From the translator of “Material Characterization Tests for Objects of Art and Archaeology”



Thanks to the information obtained from archaeological finds in excavations or cultural objects in museum collections, we can interpret past human behaviors. This information can be obtained either from the material of the find itself or from residues physically related to the object that define its use and surroundings. Either way, analyses often require long periods of time, the participation of various specialists, and expensive procedures. The “spot tests” given in this book, however, offer simple, valuable methods that can be applied even in the field.


I am an archaeologist, actually, not a translator. My professional life in archaeology started in a research-based excavation project carried out by an international team, and it has evolved around international projects for many years. Therefore, I learned the terminology, rules and jargon of the discipline that just slipped into in my English. After those first years in which I used English terms predominantly, my path led to the United Kingdom while I was conducting my graduate studies. Thus, my professional language became almost entirely English. I experienced the first pains of this situation when I had to write my own thesis in Turkish. All the scientific information in my brain was in English terms, and I had had trouble in writing academically in my mother tongue. Thereafter, I took on this humble duty of translating academic pieces into Turkish, which I think I owe to my native language.
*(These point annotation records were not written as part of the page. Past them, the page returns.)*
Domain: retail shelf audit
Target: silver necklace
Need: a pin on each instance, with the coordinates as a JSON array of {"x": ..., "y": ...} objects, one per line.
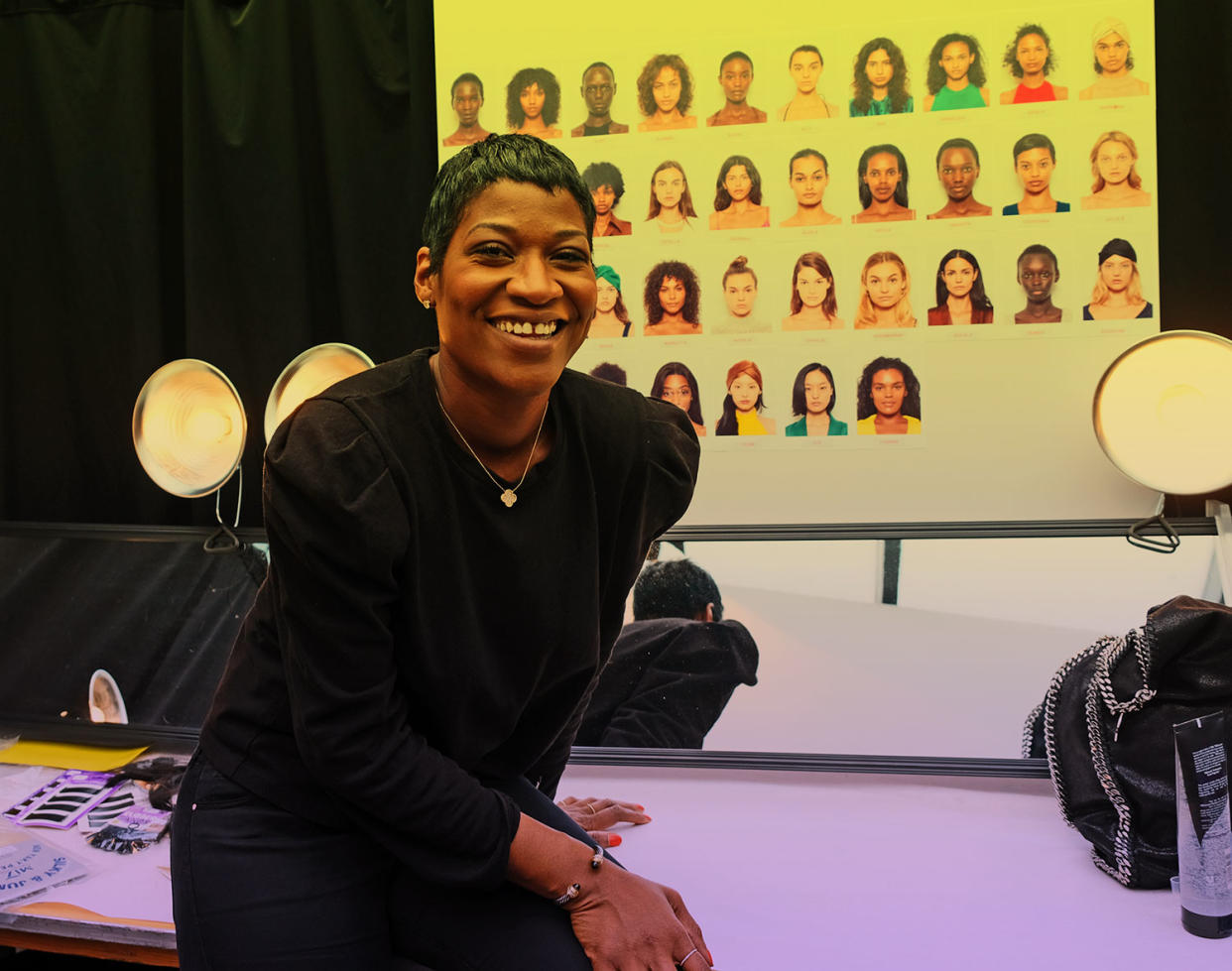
[{"x": 507, "y": 496}]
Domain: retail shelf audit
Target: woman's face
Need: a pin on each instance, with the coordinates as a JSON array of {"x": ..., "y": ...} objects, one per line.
[
  {"x": 672, "y": 295},
  {"x": 879, "y": 67},
  {"x": 744, "y": 392},
  {"x": 676, "y": 390},
  {"x": 882, "y": 177},
  {"x": 886, "y": 285},
  {"x": 667, "y": 89},
  {"x": 515, "y": 291},
  {"x": 737, "y": 182},
  {"x": 1115, "y": 162},
  {"x": 805, "y": 67},
  {"x": 1116, "y": 273},
  {"x": 607, "y": 296},
  {"x": 1032, "y": 54},
  {"x": 956, "y": 60},
  {"x": 958, "y": 276},
  {"x": 817, "y": 392},
  {"x": 810, "y": 286},
  {"x": 670, "y": 184},
  {"x": 889, "y": 391},
  {"x": 741, "y": 291},
  {"x": 533, "y": 99}
]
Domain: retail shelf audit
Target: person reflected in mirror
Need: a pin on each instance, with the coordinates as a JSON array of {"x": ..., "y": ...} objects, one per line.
[
  {"x": 533, "y": 102},
  {"x": 610, "y": 372},
  {"x": 1114, "y": 163},
  {"x": 880, "y": 80},
  {"x": 466, "y": 99},
  {"x": 1118, "y": 293},
  {"x": 736, "y": 77},
  {"x": 885, "y": 294},
  {"x": 1035, "y": 161},
  {"x": 955, "y": 74},
  {"x": 597, "y": 90},
  {"x": 812, "y": 402},
  {"x": 671, "y": 202},
  {"x": 665, "y": 94},
  {"x": 882, "y": 186},
  {"x": 672, "y": 298},
  {"x": 738, "y": 196},
  {"x": 676, "y": 384},
  {"x": 957, "y": 168},
  {"x": 809, "y": 174},
  {"x": 887, "y": 400},
  {"x": 804, "y": 65},
  {"x": 606, "y": 188},
  {"x": 611, "y": 316},
  {"x": 813, "y": 303},
  {"x": 1114, "y": 62},
  {"x": 1038, "y": 271},
  {"x": 674, "y": 666},
  {"x": 381, "y": 746},
  {"x": 960, "y": 293},
  {"x": 1029, "y": 59},
  {"x": 743, "y": 406}
]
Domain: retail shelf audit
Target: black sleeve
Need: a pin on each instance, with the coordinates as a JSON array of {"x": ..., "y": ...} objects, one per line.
[{"x": 337, "y": 529}]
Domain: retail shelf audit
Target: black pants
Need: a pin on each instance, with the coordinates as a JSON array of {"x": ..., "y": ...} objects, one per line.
[{"x": 258, "y": 888}]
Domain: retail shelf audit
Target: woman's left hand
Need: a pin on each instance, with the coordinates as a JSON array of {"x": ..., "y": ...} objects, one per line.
[{"x": 597, "y": 816}]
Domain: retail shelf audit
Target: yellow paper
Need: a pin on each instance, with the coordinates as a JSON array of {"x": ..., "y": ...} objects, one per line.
[{"x": 57, "y": 756}]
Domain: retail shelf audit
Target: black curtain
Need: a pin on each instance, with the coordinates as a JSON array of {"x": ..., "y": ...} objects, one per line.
[{"x": 194, "y": 179}]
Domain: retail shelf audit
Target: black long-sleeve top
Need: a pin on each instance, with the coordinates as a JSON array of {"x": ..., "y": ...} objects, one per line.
[{"x": 414, "y": 636}]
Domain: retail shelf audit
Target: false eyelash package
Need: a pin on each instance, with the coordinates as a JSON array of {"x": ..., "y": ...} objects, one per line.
[{"x": 65, "y": 798}]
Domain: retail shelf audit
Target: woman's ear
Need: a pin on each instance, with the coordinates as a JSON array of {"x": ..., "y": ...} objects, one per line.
[{"x": 426, "y": 280}]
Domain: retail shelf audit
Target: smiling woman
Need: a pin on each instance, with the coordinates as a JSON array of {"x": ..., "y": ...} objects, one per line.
[{"x": 401, "y": 701}]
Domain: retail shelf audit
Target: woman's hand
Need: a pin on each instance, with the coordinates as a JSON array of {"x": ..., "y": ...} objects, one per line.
[
  {"x": 629, "y": 923},
  {"x": 597, "y": 816}
]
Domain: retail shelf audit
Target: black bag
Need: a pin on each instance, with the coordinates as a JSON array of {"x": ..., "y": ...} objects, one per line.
[{"x": 1105, "y": 728}]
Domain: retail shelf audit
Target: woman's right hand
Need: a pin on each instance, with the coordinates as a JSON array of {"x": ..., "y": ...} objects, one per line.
[{"x": 629, "y": 923}]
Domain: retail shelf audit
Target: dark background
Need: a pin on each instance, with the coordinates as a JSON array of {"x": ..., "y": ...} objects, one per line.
[{"x": 240, "y": 182}]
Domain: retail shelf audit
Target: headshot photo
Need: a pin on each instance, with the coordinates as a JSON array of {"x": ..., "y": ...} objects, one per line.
[
  {"x": 466, "y": 99},
  {"x": 671, "y": 203},
  {"x": 955, "y": 74},
  {"x": 738, "y": 196},
  {"x": 880, "y": 80},
  {"x": 887, "y": 400},
  {"x": 1038, "y": 271},
  {"x": 882, "y": 186},
  {"x": 611, "y": 316},
  {"x": 812, "y": 403},
  {"x": 533, "y": 102},
  {"x": 606, "y": 187},
  {"x": 957, "y": 169},
  {"x": 597, "y": 90},
  {"x": 736, "y": 77},
  {"x": 808, "y": 174},
  {"x": 1114, "y": 62},
  {"x": 885, "y": 294},
  {"x": 672, "y": 299},
  {"x": 676, "y": 384},
  {"x": 1035, "y": 161},
  {"x": 1114, "y": 166},
  {"x": 960, "y": 293},
  {"x": 813, "y": 303},
  {"x": 743, "y": 406},
  {"x": 1118, "y": 293},
  {"x": 665, "y": 94},
  {"x": 610, "y": 372},
  {"x": 805, "y": 65},
  {"x": 1029, "y": 59},
  {"x": 741, "y": 298}
]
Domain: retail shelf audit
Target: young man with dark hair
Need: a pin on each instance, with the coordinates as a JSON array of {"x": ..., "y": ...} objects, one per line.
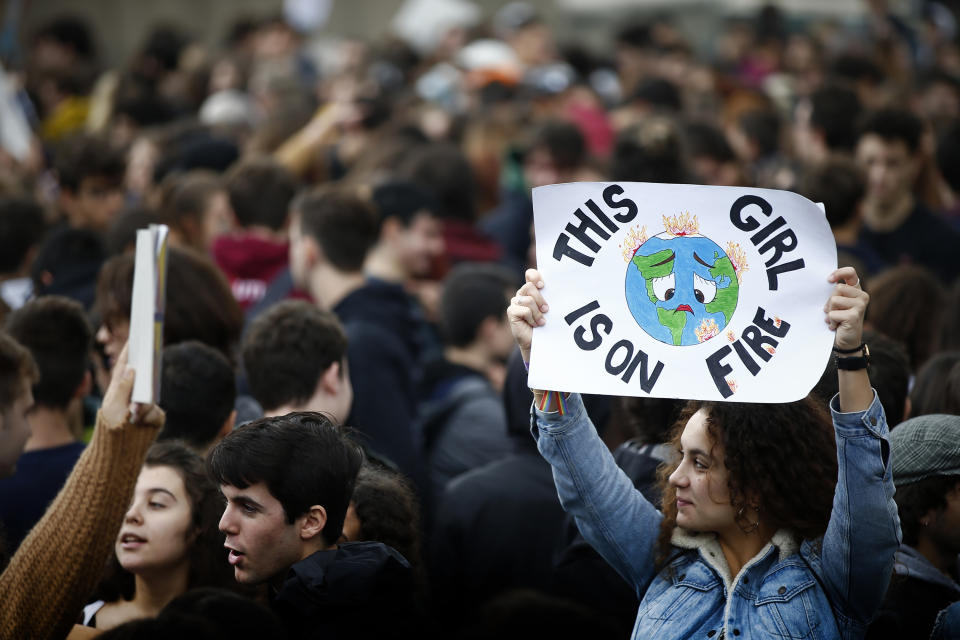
[
  {"x": 840, "y": 185},
  {"x": 556, "y": 152},
  {"x": 18, "y": 372},
  {"x": 288, "y": 482},
  {"x": 825, "y": 123},
  {"x": 925, "y": 454},
  {"x": 56, "y": 332},
  {"x": 260, "y": 192},
  {"x": 411, "y": 234},
  {"x": 896, "y": 225},
  {"x": 331, "y": 232},
  {"x": 90, "y": 175},
  {"x": 444, "y": 171},
  {"x": 197, "y": 392},
  {"x": 21, "y": 230},
  {"x": 462, "y": 422},
  {"x": 295, "y": 358}
]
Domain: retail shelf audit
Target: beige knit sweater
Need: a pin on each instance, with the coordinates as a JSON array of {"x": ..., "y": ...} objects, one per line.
[{"x": 59, "y": 563}]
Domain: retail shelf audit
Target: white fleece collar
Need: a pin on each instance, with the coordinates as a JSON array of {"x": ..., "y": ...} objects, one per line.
[{"x": 785, "y": 541}]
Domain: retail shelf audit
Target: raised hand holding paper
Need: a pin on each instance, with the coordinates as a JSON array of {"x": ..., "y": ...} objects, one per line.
[
  {"x": 146, "y": 312},
  {"x": 681, "y": 291}
]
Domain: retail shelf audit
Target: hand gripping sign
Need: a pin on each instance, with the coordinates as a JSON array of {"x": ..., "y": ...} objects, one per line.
[{"x": 681, "y": 291}]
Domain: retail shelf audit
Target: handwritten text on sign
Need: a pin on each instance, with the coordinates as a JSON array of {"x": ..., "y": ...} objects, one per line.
[{"x": 681, "y": 291}]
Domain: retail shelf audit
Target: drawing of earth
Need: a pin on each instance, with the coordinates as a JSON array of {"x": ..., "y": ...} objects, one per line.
[{"x": 681, "y": 290}]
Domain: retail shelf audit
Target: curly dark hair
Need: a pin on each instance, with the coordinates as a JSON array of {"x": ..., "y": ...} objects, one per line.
[{"x": 781, "y": 455}]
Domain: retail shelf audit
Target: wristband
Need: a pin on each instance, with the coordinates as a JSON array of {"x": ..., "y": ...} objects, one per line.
[
  {"x": 861, "y": 347},
  {"x": 853, "y": 363}
]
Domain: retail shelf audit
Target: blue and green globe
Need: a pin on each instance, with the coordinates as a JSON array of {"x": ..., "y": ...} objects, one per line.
[{"x": 681, "y": 290}]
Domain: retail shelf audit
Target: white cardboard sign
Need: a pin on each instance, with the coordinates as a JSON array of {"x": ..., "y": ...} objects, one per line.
[{"x": 681, "y": 291}]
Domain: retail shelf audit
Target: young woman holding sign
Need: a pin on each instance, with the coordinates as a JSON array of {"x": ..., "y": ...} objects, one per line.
[{"x": 774, "y": 523}]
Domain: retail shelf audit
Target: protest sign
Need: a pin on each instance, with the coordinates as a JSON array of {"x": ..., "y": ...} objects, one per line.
[
  {"x": 681, "y": 291},
  {"x": 148, "y": 302}
]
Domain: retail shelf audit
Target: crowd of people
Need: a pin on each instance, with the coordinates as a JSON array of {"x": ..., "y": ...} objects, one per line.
[{"x": 342, "y": 445}]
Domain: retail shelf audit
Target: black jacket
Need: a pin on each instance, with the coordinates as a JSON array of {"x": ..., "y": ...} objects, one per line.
[
  {"x": 384, "y": 337},
  {"x": 358, "y": 590}
]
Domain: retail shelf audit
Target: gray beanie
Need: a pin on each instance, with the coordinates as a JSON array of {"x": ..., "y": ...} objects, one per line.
[{"x": 924, "y": 447}]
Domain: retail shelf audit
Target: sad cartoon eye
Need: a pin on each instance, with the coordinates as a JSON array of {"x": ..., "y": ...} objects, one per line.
[
  {"x": 704, "y": 290},
  {"x": 664, "y": 287}
]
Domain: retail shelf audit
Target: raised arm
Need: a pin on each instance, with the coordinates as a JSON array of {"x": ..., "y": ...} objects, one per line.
[
  {"x": 864, "y": 531},
  {"x": 59, "y": 563},
  {"x": 613, "y": 517}
]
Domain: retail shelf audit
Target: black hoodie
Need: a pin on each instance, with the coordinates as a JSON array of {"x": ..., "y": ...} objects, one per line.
[
  {"x": 385, "y": 333},
  {"x": 357, "y": 590}
]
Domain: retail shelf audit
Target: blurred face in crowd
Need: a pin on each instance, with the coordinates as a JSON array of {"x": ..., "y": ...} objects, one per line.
[
  {"x": 14, "y": 431},
  {"x": 157, "y": 530},
  {"x": 113, "y": 334},
  {"x": 218, "y": 218},
  {"x": 299, "y": 262},
  {"x": 943, "y": 528},
  {"x": 703, "y": 498},
  {"x": 418, "y": 245},
  {"x": 141, "y": 161},
  {"x": 94, "y": 204},
  {"x": 539, "y": 169},
  {"x": 889, "y": 167},
  {"x": 261, "y": 543}
]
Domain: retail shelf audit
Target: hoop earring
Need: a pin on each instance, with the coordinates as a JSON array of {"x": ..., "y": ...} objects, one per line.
[{"x": 751, "y": 527}]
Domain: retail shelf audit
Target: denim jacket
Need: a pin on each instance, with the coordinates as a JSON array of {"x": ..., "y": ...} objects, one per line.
[{"x": 825, "y": 588}]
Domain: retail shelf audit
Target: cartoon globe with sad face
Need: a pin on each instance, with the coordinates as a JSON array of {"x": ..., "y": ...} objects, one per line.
[{"x": 681, "y": 287}]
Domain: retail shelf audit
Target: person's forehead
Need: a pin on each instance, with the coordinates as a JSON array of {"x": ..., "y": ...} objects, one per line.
[
  {"x": 695, "y": 434},
  {"x": 161, "y": 477},
  {"x": 257, "y": 491}
]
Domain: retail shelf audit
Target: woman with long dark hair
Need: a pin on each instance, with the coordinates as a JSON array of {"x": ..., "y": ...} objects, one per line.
[
  {"x": 168, "y": 542},
  {"x": 774, "y": 522}
]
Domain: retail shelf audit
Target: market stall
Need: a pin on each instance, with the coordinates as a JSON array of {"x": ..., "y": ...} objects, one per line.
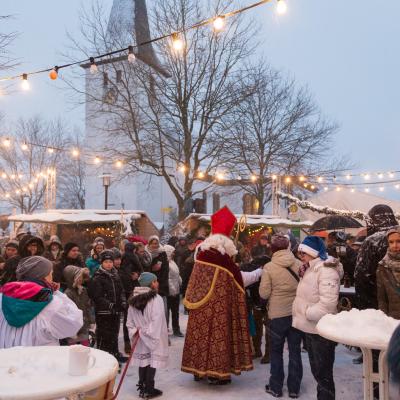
[
  {"x": 82, "y": 226},
  {"x": 256, "y": 225}
]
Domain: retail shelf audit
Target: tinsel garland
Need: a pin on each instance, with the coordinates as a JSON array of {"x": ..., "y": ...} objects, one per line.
[{"x": 323, "y": 209}]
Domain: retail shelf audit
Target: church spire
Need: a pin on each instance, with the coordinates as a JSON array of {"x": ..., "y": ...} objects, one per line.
[{"x": 129, "y": 22}]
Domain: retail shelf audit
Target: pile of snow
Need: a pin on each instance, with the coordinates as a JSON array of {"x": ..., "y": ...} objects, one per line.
[{"x": 366, "y": 328}]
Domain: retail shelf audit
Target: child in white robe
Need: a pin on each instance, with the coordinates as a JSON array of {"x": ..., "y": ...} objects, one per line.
[{"x": 146, "y": 316}]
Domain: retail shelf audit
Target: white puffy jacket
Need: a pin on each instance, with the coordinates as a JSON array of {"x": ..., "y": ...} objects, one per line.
[{"x": 317, "y": 294}]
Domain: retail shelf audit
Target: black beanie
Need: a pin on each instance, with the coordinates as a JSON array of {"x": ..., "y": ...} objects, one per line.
[
  {"x": 106, "y": 255},
  {"x": 68, "y": 247}
]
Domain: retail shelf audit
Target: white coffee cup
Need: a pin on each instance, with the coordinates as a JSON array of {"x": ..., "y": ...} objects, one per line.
[{"x": 80, "y": 360}]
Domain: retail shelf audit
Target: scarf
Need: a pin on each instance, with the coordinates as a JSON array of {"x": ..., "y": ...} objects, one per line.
[
  {"x": 392, "y": 262},
  {"x": 154, "y": 253},
  {"x": 303, "y": 269}
]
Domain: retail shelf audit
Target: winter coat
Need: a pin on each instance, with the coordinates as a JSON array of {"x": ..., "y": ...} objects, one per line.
[
  {"x": 388, "y": 287},
  {"x": 162, "y": 274},
  {"x": 93, "y": 263},
  {"x": 186, "y": 271},
  {"x": 10, "y": 266},
  {"x": 146, "y": 314},
  {"x": 107, "y": 292},
  {"x": 130, "y": 263},
  {"x": 278, "y": 285},
  {"x": 44, "y": 326},
  {"x": 317, "y": 294},
  {"x": 58, "y": 270},
  {"x": 371, "y": 252},
  {"x": 348, "y": 259},
  {"x": 174, "y": 279},
  {"x": 252, "y": 292},
  {"x": 79, "y": 295}
]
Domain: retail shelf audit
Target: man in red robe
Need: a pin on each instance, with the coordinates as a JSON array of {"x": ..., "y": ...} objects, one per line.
[{"x": 217, "y": 342}]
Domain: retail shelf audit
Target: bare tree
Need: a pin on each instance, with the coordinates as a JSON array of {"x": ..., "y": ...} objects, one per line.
[
  {"x": 26, "y": 160},
  {"x": 6, "y": 39},
  {"x": 278, "y": 129},
  {"x": 71, "y": 186},
  {"x": 165, "y": 124}
]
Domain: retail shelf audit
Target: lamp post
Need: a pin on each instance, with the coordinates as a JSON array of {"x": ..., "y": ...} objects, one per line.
[{"x": 106, "y": 183}]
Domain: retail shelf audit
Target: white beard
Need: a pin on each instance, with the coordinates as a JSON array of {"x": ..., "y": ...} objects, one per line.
[{"x": 220, "y": 243}]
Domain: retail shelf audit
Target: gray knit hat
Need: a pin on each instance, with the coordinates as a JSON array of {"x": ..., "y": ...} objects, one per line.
[{"x": 34, "y": 267}]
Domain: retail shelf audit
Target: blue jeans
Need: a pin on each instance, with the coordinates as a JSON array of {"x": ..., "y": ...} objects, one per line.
[{"x": 281, "y": 329}]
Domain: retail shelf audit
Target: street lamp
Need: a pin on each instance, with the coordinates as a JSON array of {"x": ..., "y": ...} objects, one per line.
[{"x": 106, "y": 183}]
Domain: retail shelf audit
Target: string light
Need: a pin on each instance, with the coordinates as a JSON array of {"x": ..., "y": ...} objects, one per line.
[
  {"x": 93, "y": 66},
  {"x": 53, "y": 74},
  {"x": 177, "y": 42},
  {"x": 281, "y": 7},
  {"x": 131, "y": 55},
  {"x": 25, "y": 84},
  {"x": 219, "y": 23}
]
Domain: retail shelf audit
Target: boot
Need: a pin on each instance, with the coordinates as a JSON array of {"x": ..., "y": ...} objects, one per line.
[{"x": 127, "y": 347}]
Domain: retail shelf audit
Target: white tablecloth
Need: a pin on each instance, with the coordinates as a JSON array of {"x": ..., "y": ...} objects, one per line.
[{"x": 41, "y": 373}]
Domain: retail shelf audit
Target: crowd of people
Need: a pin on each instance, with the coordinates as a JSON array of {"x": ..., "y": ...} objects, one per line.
[{"x": 277, "y": 290}]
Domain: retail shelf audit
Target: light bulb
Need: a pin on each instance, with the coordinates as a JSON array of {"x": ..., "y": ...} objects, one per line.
[
  {"x": 25, "y": 84},
  {"x": 93, "y": 66},
  {"x": 177, "y": 42},
  {"x": 131, "y": 55},
  {"x": 219, "y": 23},
  {"x": 281, "y": 7},
  {"x": 53, "y": 74}
]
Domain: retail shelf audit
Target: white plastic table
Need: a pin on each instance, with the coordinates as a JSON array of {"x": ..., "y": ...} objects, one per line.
[
  {"x": 41, "y": 373},
  {"x": 356, "y": 334}
]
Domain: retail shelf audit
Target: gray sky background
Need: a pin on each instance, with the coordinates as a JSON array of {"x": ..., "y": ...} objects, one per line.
[{"x": 346, "y": 52}]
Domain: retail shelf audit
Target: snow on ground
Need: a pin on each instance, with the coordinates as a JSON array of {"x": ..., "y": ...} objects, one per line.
[{"x": 250, "y": 385}]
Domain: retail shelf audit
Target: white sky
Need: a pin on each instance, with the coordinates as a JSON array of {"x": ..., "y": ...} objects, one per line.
[{"x": 346, "y": 52}]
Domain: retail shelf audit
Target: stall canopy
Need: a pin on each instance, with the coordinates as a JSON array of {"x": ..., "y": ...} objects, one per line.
[
  {"x": 346, "y": 200},
  {"x": 78, "y": 216},
  {"x": 268, "y": 220}
]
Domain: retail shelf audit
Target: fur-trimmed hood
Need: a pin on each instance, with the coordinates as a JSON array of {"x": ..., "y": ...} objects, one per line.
[{"x": 141, "y": 296}]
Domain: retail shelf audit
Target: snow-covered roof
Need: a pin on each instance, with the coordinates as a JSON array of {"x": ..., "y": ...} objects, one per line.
[
  {"x": 346, "y": 200},
  {"x": 78, "y": 216},
  {"x": 269, "y": 220}
]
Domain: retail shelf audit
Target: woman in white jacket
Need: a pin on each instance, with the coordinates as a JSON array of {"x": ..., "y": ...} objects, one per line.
[
  {"x": 317, "y": 295},
  {"x": 32, "y": 311}
]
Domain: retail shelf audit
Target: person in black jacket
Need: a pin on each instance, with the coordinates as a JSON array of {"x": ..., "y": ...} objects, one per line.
[
  {"x": 129, "y": 272},
  {"x": 28, "y": 246},
  {"x": 70, "y": 256},
  {"x": 159, "y": 265},
  {"x": 108, "y": 296}
]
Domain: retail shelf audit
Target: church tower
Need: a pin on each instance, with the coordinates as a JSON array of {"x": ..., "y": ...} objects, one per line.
[{"x": 128, "y": 24}]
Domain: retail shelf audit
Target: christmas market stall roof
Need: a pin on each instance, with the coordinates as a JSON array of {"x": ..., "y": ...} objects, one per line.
[
  {"x": 347, "y": 201},
  {"x": 192, "y": 221},
  {"x": 90, "y": 217}
]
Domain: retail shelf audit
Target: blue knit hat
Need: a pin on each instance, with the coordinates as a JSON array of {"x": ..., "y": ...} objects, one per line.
[
  {"x": 314, "y": 246},
  {"x": 146, "y": 278}
]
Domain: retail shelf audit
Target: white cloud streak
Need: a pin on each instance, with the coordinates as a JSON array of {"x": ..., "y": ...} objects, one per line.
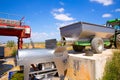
[
  {"x": 37, "y": 36},
  {"x": 107, "y": 15},
  {"x": 60, "y": 15},
  {"x": 117, "y": 10},
  {"x": 61, "y": 3},
  {"x": 104, "y": 2}
]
Our mother tongue is also our language of thinking. Therefore, the effect of reading in our own language makes our understanding of the subject much stronger than reading and understanding in another language. With this source book now in Turkish, I am very happy to provide a link in reaching students in relevant departments of universities and experts working with artifacts in museums and finds in excavations.


I have taken care to use the terms, material names, process names, and tool and equipment names written in the book only after checking at least two other scientific publications. Nevertheless, if I made mistakes, I seek your forgiveness. Each spot test in the book contains a different test applied to a different material group. Therefore, they should treated independently of each other. As a test practitioner is not required to read all the other tests, some abbreviations and warnings have been given over and over, repeated in each test. If you are interested only in a particular test, I recommend that you first review the section on definitions and terms at the back of the book.


I hope it is useful for everyone who reads it.